OK, the ball’s in your court, University of Hawaii Board of Regents.
The state taxpayers want to know how a guy can be on the chopping block, yet be doing a great job, according to his boss. We want to know how he can then be reassigned to a new job at around the same six-figure rate of pay.
And we want to know what you will do about it all, if anything. What’s going to happen in the wake of the failed Stevie Wonder concert, the missing $200,000 and the ensuing fallout?
Your agenda for your meeting today lists the topic of the paid leave and then reassignment of athletic director Jim Donovan and arena manager Rich Sheriff’s leave.
To be discussed in private, of course. Executive session. Personnel matter.
University president M.R.C. Greenwood says she will be available after the meeting to “answer questions and respond to concerns” after she presents the findings of UH’s investigation generated by the lost funds and bizarre personnel move. (By the way, doesn’t this job have to be posted?)

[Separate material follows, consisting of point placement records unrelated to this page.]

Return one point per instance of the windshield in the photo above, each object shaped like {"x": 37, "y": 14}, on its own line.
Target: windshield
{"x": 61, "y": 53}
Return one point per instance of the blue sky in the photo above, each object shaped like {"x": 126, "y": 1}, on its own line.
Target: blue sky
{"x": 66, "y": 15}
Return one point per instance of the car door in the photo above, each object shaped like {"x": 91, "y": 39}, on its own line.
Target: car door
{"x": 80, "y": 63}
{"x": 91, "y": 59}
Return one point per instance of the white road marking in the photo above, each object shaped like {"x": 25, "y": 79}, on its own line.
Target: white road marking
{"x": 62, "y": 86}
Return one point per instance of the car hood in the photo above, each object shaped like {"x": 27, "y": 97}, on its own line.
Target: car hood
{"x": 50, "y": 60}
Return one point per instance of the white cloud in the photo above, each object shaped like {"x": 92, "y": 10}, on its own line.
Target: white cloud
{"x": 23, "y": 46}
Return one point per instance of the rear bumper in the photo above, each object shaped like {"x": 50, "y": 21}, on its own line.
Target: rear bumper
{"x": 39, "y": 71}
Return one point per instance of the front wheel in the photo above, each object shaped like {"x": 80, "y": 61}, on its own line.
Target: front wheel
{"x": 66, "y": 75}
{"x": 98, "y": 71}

I bet a lot of questions will continue to go unanswered as they are deemed “personnel issues.”
Some of the regents will talk, maybe. But real action and accountability for the lost money? It might be too late.

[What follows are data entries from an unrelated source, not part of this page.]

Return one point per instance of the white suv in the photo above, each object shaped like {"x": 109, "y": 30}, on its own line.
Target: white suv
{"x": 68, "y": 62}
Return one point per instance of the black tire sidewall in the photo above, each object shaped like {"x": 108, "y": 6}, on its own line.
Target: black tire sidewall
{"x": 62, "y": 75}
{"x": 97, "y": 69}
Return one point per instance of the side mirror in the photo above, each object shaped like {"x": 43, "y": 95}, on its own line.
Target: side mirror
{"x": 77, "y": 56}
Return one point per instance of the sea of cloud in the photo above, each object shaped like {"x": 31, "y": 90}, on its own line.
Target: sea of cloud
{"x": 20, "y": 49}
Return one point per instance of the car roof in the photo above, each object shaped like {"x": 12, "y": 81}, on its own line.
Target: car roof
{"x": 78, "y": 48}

We understand that the legal and finance departments share in the responsibility. Apparently it takes a village to lose $200,000. But no one wants to admit to being the only village idiot.
SOME ARE hopeful that the Board of Regents is above the mess and can get to the bottom of it.

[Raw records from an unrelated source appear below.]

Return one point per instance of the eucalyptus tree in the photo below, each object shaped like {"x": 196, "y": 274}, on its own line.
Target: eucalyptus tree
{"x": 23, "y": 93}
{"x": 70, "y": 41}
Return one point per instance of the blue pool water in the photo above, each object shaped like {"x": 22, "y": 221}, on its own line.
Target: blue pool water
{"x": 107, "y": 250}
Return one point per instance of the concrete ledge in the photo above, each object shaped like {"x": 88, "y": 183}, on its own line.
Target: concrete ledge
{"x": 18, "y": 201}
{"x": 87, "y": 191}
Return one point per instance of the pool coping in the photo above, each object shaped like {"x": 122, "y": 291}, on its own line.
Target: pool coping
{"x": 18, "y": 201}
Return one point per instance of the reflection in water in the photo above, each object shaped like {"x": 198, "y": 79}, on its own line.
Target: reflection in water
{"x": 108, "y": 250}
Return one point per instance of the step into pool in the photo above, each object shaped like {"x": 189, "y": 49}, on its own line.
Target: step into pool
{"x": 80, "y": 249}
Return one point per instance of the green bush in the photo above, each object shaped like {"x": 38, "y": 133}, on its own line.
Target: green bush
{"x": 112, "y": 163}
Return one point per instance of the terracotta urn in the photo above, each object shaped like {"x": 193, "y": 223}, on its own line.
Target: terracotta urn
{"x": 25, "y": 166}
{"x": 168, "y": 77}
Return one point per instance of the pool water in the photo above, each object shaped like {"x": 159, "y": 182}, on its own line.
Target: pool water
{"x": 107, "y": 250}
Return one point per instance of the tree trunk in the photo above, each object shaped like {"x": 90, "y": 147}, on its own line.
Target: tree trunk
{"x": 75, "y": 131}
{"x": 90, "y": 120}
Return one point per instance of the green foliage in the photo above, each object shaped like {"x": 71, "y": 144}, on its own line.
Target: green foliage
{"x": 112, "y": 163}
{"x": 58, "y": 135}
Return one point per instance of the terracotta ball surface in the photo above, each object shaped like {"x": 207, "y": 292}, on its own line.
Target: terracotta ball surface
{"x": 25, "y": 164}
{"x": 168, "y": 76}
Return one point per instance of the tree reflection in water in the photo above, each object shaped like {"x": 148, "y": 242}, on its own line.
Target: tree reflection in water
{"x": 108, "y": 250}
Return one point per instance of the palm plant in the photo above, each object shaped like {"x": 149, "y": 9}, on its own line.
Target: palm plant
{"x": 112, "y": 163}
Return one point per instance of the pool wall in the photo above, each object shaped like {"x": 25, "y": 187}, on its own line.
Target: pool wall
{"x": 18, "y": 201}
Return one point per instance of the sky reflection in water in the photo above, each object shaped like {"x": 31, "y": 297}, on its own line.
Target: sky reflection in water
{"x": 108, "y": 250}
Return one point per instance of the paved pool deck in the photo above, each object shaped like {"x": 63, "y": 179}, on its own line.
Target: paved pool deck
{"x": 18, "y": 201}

Some impassioned public testimony will demand it.
“This is a chance for the Board of Regents to show what it’s made of,” a person with experience on upper and lower campus told me.
Some folks are cynical, believing the board had to be in on a deal exonerating Donovan and giving him a sweet landing spot.
Some think Donovan — who is expected to receive plenty of support today in public testimony — might be returned to the AD job.
If you’re looking for someone to get fired today, you’re probably going to be disappointed. If you’re hoping Donovan gets reinstated, well, that just doesn’t seem practical; it would also represent a complete no confidence vote in the president and chancellor — not that confidence is deserved.
AND THERE’S Tuesday’s letter from Greenwood to the “University ‘Ohana,” where the president says it’s “almost coincidental” (whatever that means) that the Stevie Wonder concert disaster and a change at the top of the athletic department are concurrent.
So are we being asked to believe that Donovan’s reassignment was the plan all along? That’s pretty tough to swallow.
Which is true? That Donovan did the “fantastic” job as AD that chancellor Tom Apple described last week, or that UH decided “it was time to search for a new athletic director,” as Greenwood’s letter said?
Like just about everything else in this mess, it doesn’t add up.
The public might not get the answers or action it wants today. But at least there’s the opportunity to be heard. The ball’s in our court, too. Hale Akoakoa 101, 103, Windward Community College, 45-720 Keaahala Road, 9 a.m.